Nehmen wir die religiöse Situation in Berlin in den Blick, so sind allerdings auch die vielen christlichen, aber auch muslimischen und anderen Religionsgemeinschaften verbundenen Migrantengemeinden zu erwähnen, die für viele Menschen eine enorm wichtige seelsorgerliche Aufgabe wahrnehmen. Ich denke, wir müssen es uns überhaupt abgewöhnen, was die Präsenz des Christentums und der Religionen in Berlin anbelangt, nur an die Mitglieder der Ev. Landeskirche und des katholischen Bistums zu denken.
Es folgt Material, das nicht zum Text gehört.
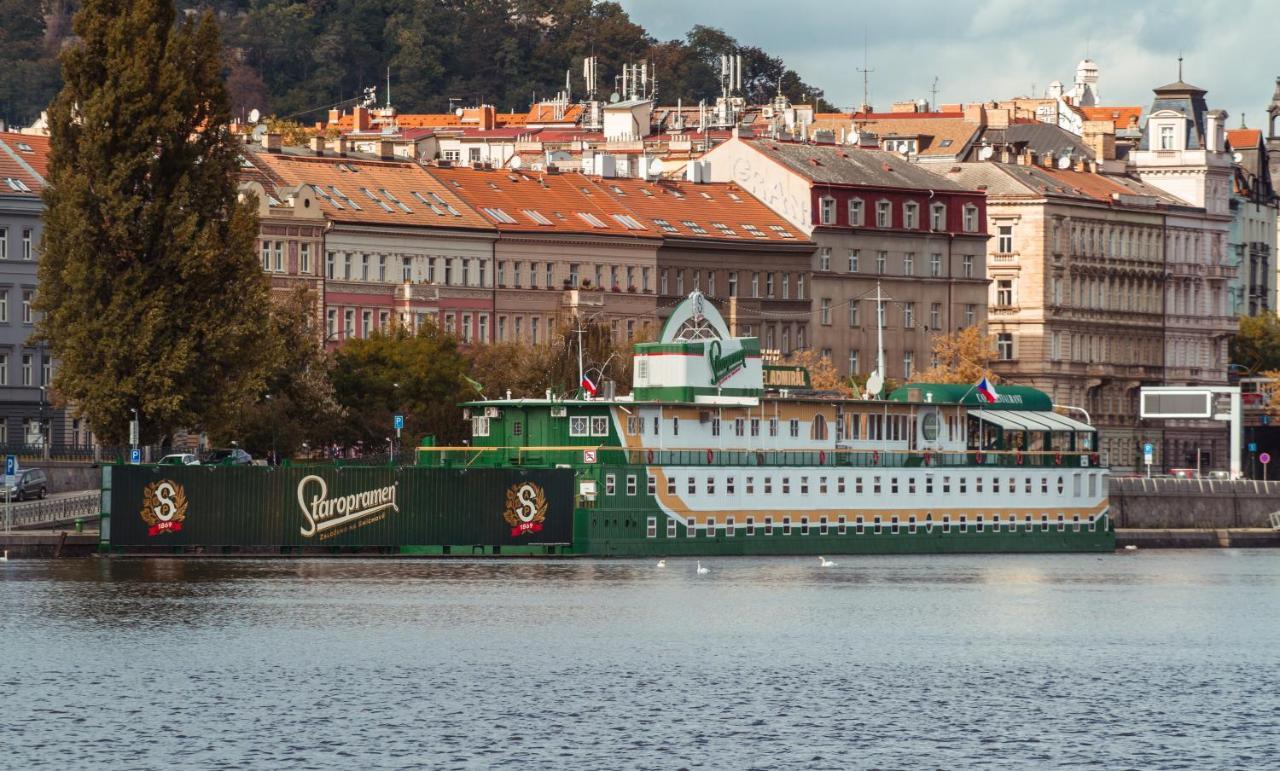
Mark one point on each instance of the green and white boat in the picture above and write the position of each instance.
(716, 452)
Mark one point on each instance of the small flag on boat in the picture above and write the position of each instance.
(987, 391)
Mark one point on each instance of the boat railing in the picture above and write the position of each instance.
(716, 456)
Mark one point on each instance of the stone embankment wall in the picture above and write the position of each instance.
(1179, 503)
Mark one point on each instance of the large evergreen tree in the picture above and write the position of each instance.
(150, 288)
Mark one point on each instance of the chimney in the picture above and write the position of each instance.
(360, 117)
(1100, 136)
(976, 113)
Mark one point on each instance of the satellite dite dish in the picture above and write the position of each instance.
(874, 383)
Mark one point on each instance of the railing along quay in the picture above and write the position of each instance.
(49, 514)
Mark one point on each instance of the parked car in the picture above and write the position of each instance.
(31, 483)
(228, 457)
(179, 459)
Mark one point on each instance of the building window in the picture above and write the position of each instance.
(828, 211)
(938, 217)
(1005, 240)
(856, 215)
(1005, 346)
(1005, 292)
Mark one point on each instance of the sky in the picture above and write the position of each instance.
(996, 49)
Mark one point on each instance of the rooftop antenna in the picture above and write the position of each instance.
(865, 72)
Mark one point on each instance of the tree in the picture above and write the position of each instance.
(1256, 346)
(822, 373)
(151, 293)
(420, 377)
(961, 357)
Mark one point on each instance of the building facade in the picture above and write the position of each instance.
(877, 222)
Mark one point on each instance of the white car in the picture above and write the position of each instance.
(179, 459)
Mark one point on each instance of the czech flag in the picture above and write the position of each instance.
(987, 391)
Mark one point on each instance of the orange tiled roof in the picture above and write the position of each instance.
(24, 159)
(515, 201)
(1244, 138)
(1120, 117)
(371, 192)
(705, 205)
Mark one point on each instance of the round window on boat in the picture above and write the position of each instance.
(929, 427)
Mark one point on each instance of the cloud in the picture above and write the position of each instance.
(995, 49)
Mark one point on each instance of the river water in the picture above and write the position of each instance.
(1143, 660)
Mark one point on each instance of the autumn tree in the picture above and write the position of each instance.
(151, 293)
(964, 356)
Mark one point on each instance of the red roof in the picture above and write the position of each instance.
(519, 201)
(24, 160)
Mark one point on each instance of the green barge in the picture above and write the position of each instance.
(713, 454)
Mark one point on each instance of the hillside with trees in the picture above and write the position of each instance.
(296, 58)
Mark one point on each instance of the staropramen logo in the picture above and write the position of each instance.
(325, 516)
(723, 366)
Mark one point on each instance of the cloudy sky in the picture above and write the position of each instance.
(992, 49)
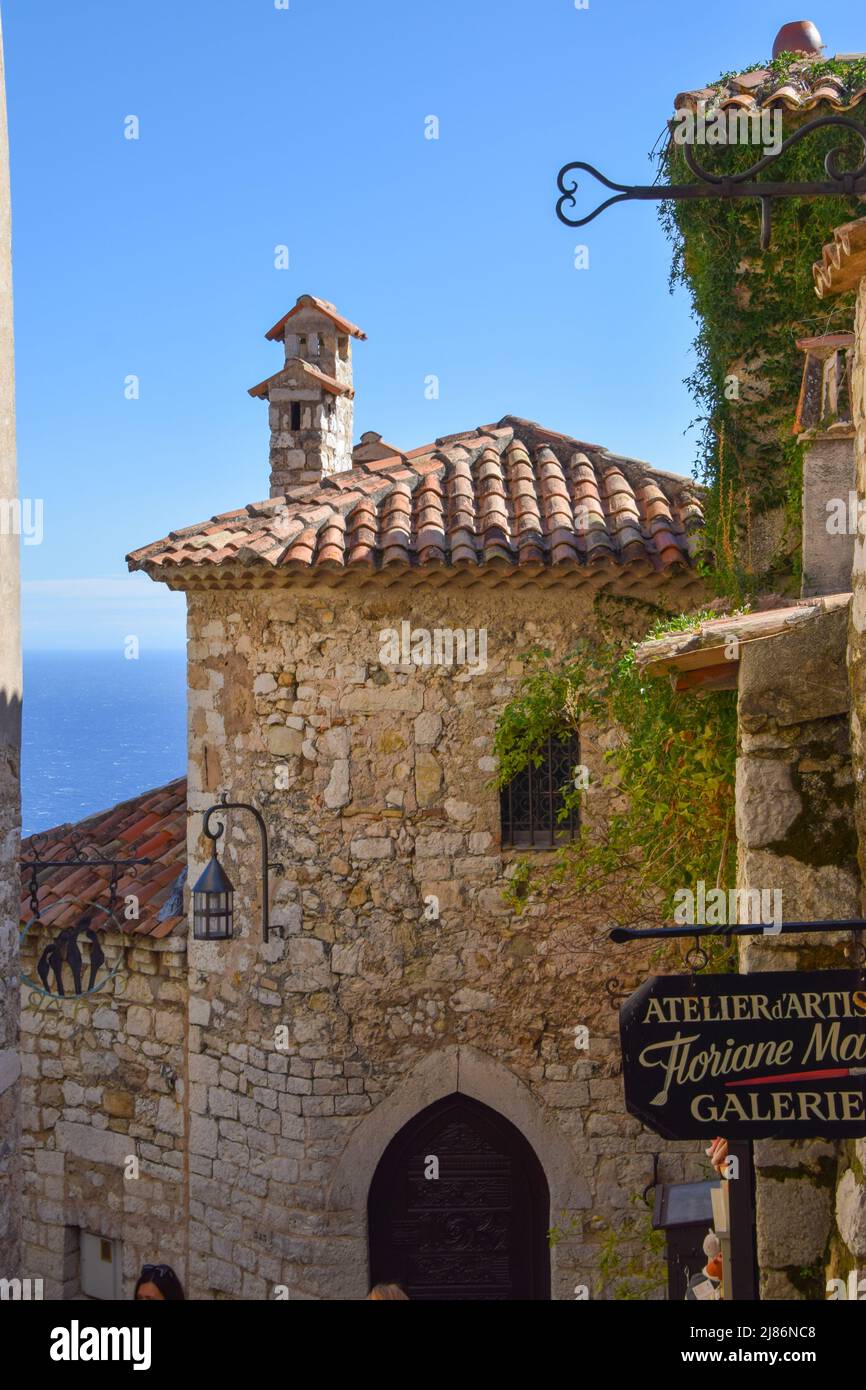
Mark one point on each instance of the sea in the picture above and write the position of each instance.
(97, 729)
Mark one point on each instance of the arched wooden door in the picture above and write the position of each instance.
(477, 1230)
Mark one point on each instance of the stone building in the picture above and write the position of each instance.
(801, 772)
(352, 641)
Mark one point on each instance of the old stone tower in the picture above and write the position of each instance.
(310, 398)
(352, 641)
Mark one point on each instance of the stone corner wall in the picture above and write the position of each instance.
(795, 833)
(10, 742)
(104, 1083)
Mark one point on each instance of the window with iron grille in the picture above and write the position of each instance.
(531, 801)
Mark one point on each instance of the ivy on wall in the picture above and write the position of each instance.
(751, 307)
(667, 816)
(672, 759)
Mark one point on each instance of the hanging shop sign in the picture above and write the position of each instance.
(766, 1055)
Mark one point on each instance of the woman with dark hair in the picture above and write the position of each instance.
(159, 1283)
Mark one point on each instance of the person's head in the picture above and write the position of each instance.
(157, 1283)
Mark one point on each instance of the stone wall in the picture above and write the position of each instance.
(827, 555)
(374, 783)
(104, 1080)
(10, 740)
(795, 831)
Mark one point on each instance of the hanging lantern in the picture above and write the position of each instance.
(211, 904)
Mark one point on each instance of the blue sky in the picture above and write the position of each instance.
(305, 127)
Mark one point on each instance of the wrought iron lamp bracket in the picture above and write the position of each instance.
(267, 865)
(840, 182)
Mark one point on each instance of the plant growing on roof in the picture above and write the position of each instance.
(670, 767)
(749, 309)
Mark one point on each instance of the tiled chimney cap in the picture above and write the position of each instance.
(799, 36)
(324, 307)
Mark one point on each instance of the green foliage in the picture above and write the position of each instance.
(749, 309)
(669, 773)
(640, 1273)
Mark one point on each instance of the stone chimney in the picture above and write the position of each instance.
(310, 398)
(824, 430)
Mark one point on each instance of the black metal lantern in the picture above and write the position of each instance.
(211, 897)
(211, 902)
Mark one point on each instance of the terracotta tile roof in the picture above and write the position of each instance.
(801, 89)
(843, 262)
(708, 655)
(508, 496)
(152, 826)
(325, 306)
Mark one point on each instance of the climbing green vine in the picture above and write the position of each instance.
(660, 818)
(751, 307)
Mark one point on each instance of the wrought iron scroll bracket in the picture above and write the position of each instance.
(267, 865)
(840, 182)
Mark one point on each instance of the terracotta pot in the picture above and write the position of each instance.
(799, 36)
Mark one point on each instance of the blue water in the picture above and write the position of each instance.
(97, 729)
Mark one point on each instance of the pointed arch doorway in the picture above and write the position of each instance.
(477, 1230)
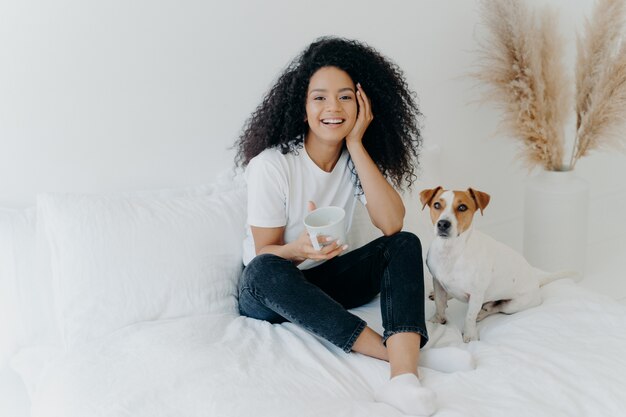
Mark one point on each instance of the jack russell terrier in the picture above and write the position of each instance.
(473, 267)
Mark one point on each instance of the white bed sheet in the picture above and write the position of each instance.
(563, 358)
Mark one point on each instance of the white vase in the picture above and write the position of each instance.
(556, 207)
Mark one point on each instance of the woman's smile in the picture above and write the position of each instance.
(331, 105)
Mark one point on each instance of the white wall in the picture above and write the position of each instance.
(121, 95)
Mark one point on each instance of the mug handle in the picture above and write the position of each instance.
(314, 242)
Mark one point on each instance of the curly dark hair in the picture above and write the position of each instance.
(392, 139)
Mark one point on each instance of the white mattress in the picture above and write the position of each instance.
(563, 358)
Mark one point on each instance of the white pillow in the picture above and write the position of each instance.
(125, 259)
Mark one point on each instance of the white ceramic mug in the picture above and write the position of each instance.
(326, 221)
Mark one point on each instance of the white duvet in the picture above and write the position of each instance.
(563, 358)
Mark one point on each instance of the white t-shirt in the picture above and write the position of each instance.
(280, 186)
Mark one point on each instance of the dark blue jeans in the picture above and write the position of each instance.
(274, 289)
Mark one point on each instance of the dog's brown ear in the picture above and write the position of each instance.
(426, 196)
(481, 199)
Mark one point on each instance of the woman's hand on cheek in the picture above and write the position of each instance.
(363, 119)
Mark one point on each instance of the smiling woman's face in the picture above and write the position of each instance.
(331, 105)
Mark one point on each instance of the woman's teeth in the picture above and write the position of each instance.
(332, 121)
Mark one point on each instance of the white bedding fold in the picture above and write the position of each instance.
(563, 358)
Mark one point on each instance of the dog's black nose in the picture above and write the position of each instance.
(443, 225)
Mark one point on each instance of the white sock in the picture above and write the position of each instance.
(405, 392)
(447, 359)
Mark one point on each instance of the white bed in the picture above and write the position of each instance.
(124, 324)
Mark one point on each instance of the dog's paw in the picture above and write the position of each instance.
(438, 319)
(470, 335)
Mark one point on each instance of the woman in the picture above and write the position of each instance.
(338, 127)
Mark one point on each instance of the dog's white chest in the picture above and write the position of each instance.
(444, 260)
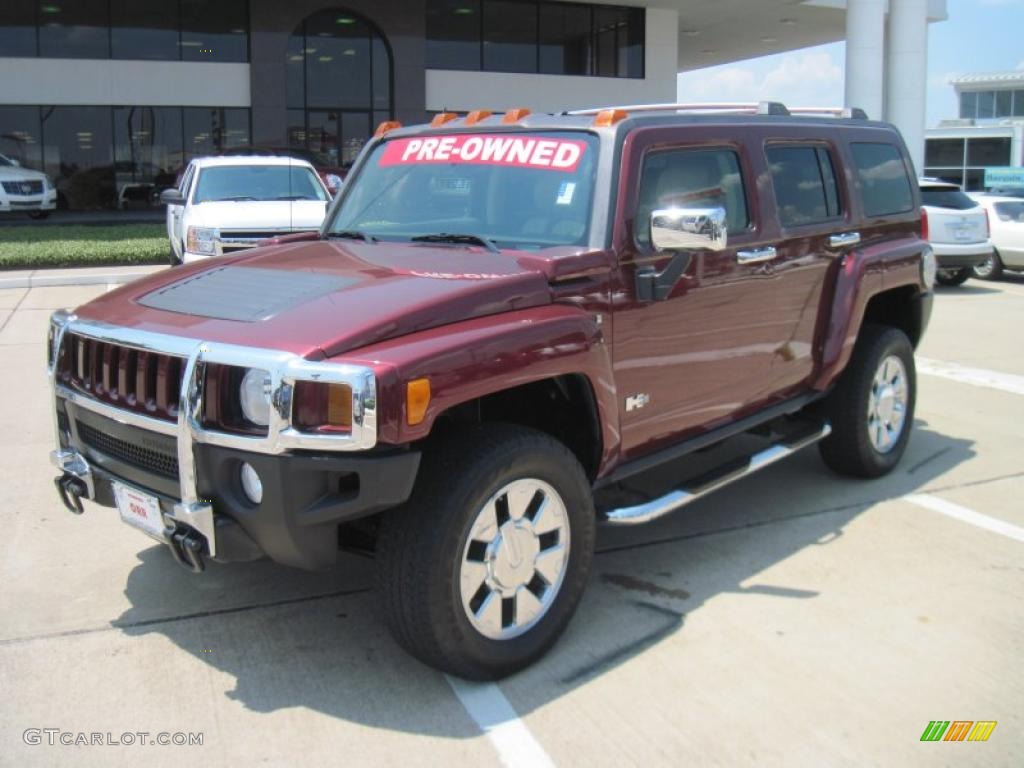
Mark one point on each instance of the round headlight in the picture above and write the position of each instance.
(251, 482)
(254, 395)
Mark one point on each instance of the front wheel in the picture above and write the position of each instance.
(990, 268)
(481, 570)
(871, 408)
(952, 276)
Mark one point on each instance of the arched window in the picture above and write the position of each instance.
(339, 85)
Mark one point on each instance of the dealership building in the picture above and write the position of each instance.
(111, 97)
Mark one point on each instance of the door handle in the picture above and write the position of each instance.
(844, 240)
(756, 256)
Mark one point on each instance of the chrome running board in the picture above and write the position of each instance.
(715, 479)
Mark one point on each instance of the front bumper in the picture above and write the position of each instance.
(311, 483)
(961, 256)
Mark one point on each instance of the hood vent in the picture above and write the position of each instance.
(244, 294)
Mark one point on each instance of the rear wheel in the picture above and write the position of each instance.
(481, 570)
(871, 408)
(990, 268)
(952, 276)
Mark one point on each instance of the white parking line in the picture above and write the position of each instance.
(489, 710)
(979, 377)
(964, 514)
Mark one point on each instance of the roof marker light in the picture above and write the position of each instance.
(386, 127)
(477, 116)
(441, 118)
(514, 116)
(607, 118)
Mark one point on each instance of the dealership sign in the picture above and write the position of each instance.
(1005, 176)
(519, 152)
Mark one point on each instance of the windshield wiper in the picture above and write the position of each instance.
(458, 238)
(352, 235)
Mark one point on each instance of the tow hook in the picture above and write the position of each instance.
(186, 546)
(72, 489)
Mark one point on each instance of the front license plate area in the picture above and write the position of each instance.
(139, 510)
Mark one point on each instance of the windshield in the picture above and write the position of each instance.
(941, 197)
(518, 190)
(260, 182)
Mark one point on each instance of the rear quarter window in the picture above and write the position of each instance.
(952, 199)
(885, 184)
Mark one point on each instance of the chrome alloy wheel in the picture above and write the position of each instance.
(887, 404)
(515, 559)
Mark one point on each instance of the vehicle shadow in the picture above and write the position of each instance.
(294, 639)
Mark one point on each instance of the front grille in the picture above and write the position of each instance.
(146, 383)
(137, 456)
(24, 187)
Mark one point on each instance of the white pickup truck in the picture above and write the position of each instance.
(223, 205)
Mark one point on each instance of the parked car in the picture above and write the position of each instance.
(1006, 216)
(23, 189)
(506, 325)
(223, 205)
(333, 175)
(956, 226)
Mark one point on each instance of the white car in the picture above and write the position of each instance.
(223, 205)
(23, 189)
(1006, 218)
(956, 227)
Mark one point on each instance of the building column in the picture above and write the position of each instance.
(865, 28)
(906, 73)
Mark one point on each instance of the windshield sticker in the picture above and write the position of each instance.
(565, 192)
(517, 152)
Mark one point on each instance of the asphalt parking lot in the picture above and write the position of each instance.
(793, 619)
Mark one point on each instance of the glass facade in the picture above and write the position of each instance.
(992, 104)
(963, 160)
(524, 36)
(156, 30)
(117, 157)
(339, 86)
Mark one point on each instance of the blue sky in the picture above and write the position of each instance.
(979, 36)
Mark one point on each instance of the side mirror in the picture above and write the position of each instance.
(172, 197)
(688, 229)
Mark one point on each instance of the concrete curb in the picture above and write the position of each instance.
(77, 276)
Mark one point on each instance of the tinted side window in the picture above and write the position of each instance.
(691, 178)
(884, 181)
(804, 183)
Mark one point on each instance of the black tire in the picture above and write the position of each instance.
(849, 450)
(420, 548)
(952, 276)
(990, 268)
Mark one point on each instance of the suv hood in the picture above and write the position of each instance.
(324, 297)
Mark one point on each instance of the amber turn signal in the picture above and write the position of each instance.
(417, 399)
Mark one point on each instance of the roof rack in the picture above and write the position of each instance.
(736, 108)
(748, 108)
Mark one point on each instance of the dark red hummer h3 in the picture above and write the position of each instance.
(506, 326)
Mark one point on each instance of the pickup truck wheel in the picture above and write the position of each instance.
(952, 276)
(990, 268)
(482, 569)
(871, 409)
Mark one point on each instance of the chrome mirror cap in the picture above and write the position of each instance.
(688, 229)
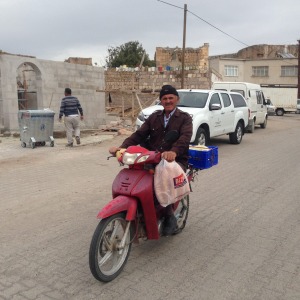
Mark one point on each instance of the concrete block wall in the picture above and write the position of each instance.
(86, 82)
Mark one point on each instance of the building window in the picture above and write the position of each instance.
(289, 71)
(231, 71)
(260, 71)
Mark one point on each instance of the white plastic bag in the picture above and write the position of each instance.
(170, 182)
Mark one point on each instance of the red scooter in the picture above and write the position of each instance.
(132, 214)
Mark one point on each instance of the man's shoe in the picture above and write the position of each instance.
(170, 225)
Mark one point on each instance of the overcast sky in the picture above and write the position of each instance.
(59, 29)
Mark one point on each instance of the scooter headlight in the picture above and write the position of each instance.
(141, 117)
(129, 158)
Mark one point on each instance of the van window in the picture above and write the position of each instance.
(238, 100)
(226, 99)
(215, 99)
(259, 97)
(239, 91)
(193, 99)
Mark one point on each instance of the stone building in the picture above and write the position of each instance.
(30, 83)
(195, 58)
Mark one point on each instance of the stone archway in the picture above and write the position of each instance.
(28, 86)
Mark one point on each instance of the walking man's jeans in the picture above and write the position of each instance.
(72, 124)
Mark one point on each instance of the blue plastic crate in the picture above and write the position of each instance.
(203, 158)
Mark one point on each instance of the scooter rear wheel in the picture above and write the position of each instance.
(106, 258)
(181, 212)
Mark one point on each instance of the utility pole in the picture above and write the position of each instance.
(183, 47)
(298, 69)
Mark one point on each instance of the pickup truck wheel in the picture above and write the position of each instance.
(264, 124)
(201, 137)
(236, 136)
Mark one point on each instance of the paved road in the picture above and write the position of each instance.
(242, 240)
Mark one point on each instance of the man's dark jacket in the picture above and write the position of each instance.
(154, 128)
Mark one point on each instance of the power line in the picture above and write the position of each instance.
(217, 28)
(206, 22)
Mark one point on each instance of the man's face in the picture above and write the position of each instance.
(169, 102)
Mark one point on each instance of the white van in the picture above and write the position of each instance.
(254, 97)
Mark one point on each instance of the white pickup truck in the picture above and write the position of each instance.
(214, 113)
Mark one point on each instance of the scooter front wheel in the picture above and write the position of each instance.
(110, 247)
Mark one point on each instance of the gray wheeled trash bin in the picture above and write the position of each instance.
(36, 127)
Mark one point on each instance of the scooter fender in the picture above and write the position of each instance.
(119, 204)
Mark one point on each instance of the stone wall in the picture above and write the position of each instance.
(194, 58)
Die religiöse Landschaft ist viel bunter als gemeinhin bekannt. Erst recht erscheint sie in ihrer ganzen Vielfalt, wenn wir auch noch denjenigen, die keiner organisierten Religionsgemeinschaft angehören, nicht pauschal die Religionslosigkeit bescheinigen.

Wenn nun aber die Frage die ist, wie in einer solchen urbanen Situation christliche Seelsorge angemessen geschehen kann, dann wird dies eine Seelsorge sein müssen, die sich wirklich um die Seele sorgt, die jedes einzelnen Menschen. Es sollte ihr darum gehen, das zu tun, was die Seele eines Menschen gesunden lässt. Das bedeutet, für andere da zu sein, sie zu stärken, damit sie ihr Leben besser bewältigen, mit den oft schwierigen inneren und äußeren Umständen besser zurecht zu kommen. Weder sollten religiöse Zugehörigkeiten oder Nicht-Zugehörigkeiten eine Rolle spielen, noch gar der Zweck verfolgt werden, eine Glaubensbotschaft auszurichten oder Menschen für die eigenen Glaubensgemeinschaft gewinnen zu wollen.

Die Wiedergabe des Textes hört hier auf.